However this low cycle throughput is not the whole story, these instructions also have a latency, it takes some time for the result to become available, this we can measure by using the output of the first shuffle as input to another shuffle and then subtracting the 10 cycles the shuffles themselves take.
const auto StartTime = clock64();
const auto b = __shfl_sync(-1u, a, source, 32);
const auto c = __shfl_sync(-1u, b, source, 8); //the params do not affect timing
const auto EndTime = clock64();
This gives us 30-10 = 20 cycle latency -yikes-.
You should really try to interleave multiple independent pieces of work if latency is something you worry about. The GPU will schedule other warps whilst waiting in between these 2 statements (if the multiprocessor has > 64 threads running on it).
For some applications (most of my code, sigh*) the latency is much more important than the throughput, you'll need to keep an eye on both most of the time.
shfl_sync: T:26, a = 260, b = 50, c = 20, time = 30
...
shfl_sync: T:30, a = 300, b = 10, c = 60, time = 30
shfl_sync: T:31, a = 310, b = 0, c = 70, time = 30
CUDA will never use shared memory, unless you declare a __shared__
variable. Cooperative groups is a library that uses __shared__
variables. On the Ampere GPUs a section of 1KB of shared memory is reserved, but that has nothing to do with this context.
If you are wondering, shared memory is not much slower:
__shared__ int volatile shuffle[32]; //volatile allows unsafe speed hacks
const auto StartTime = GetGlobalClock();
shuffle[threadIdx.x] = a;
//without __syncwarp() this will give incorrect results if threads are not in lockstep!
//__syncwarp(); //in the same warp any *sync instruction will make this safe.
const auto b = shuffle[source];
const auto EndTime = GetGlobalClock();
One extra cycle for a load + store.
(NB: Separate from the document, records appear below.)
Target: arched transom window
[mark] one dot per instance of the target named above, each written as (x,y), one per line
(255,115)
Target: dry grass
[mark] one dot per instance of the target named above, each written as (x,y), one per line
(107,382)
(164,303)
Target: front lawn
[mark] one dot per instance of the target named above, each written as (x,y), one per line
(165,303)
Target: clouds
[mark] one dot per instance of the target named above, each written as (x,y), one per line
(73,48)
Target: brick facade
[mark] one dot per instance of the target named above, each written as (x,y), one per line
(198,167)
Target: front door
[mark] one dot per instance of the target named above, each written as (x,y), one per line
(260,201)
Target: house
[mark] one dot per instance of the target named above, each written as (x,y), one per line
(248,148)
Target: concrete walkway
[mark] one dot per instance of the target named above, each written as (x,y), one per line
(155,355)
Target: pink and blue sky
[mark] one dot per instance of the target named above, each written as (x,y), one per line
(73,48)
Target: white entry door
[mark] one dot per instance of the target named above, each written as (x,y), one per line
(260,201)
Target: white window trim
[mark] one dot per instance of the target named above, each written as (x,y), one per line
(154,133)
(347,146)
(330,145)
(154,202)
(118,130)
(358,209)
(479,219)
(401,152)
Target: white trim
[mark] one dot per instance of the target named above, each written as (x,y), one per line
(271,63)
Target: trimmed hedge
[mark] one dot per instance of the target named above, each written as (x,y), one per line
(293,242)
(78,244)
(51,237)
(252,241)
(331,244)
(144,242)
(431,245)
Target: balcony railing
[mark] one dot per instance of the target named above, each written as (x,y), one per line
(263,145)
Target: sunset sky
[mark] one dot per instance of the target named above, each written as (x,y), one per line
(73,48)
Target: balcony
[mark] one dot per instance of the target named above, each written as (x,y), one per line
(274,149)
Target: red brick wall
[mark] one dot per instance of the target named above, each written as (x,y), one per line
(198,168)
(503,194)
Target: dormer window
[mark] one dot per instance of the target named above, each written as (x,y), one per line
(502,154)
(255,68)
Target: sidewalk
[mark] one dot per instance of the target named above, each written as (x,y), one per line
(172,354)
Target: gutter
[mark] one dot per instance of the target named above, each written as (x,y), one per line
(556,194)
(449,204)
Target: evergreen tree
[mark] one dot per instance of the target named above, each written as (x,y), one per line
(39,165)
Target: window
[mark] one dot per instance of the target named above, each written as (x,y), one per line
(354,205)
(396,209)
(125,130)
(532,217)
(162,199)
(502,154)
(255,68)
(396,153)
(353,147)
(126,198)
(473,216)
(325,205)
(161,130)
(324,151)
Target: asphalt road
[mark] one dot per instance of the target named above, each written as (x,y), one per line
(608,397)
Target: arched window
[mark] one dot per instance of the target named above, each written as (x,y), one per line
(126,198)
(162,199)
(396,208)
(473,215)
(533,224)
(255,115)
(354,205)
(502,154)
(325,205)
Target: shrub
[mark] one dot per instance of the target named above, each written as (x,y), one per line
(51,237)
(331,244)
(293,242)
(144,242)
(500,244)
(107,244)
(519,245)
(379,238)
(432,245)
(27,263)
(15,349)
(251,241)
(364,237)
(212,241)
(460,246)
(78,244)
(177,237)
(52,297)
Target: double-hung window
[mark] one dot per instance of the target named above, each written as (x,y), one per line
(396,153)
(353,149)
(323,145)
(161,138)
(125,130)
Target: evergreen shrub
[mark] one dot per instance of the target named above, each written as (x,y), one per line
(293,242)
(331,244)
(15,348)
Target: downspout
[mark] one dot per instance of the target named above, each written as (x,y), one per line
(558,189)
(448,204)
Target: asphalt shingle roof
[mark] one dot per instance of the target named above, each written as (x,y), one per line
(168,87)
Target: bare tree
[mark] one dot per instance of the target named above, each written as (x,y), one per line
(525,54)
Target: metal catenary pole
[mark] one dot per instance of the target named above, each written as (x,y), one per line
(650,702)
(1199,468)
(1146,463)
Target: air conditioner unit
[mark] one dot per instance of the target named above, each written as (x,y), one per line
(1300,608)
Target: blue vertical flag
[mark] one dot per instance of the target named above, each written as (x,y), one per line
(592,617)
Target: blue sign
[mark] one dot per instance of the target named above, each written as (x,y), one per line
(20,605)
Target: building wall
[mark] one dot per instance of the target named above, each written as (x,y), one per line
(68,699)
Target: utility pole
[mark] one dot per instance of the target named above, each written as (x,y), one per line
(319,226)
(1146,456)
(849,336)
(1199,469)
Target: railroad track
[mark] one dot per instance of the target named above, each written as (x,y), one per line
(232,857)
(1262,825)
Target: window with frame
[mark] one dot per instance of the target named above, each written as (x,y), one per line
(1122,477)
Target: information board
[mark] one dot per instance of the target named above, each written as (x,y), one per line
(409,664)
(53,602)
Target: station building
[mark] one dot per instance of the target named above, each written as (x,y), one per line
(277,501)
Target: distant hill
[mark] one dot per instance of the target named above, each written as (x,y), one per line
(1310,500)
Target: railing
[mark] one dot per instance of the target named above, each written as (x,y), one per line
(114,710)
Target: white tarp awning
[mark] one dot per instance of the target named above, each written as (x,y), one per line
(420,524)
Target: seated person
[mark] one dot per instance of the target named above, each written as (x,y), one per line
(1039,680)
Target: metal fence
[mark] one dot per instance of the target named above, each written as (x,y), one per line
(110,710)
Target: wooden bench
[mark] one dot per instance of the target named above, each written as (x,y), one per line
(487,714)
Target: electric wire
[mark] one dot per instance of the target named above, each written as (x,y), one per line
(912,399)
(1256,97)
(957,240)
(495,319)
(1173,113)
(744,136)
Note that on the RTX 3070 (which I used for these tests), there are only 16 integer cores available per warp, meaning that the minimum time any instruction can take is 2 cycles.
shared shuffle: T:26, a = 260, b = 50, time = 8
...
shared shuffle: T:30, a = 300, b = 10, time = 8
shared shuffle: T:31, a = 310, b = 0, time = 8
However, this code will only work correctly if all threads in the warp are in sync, if not you'll need to add a __syncwarp()
before the b = shuffle[
statement.
shared shuffle: T:29, a = 290, b = 20, time = 21
shared shuffle: T:30, a = 300, b = 10, time = 21
shared shuffle: T:31, a = 310, b = 0, time = 21
The shfl.sync
will always sync the threads, so for possibly unsynced warp it is much faster.
Long story short, time your code.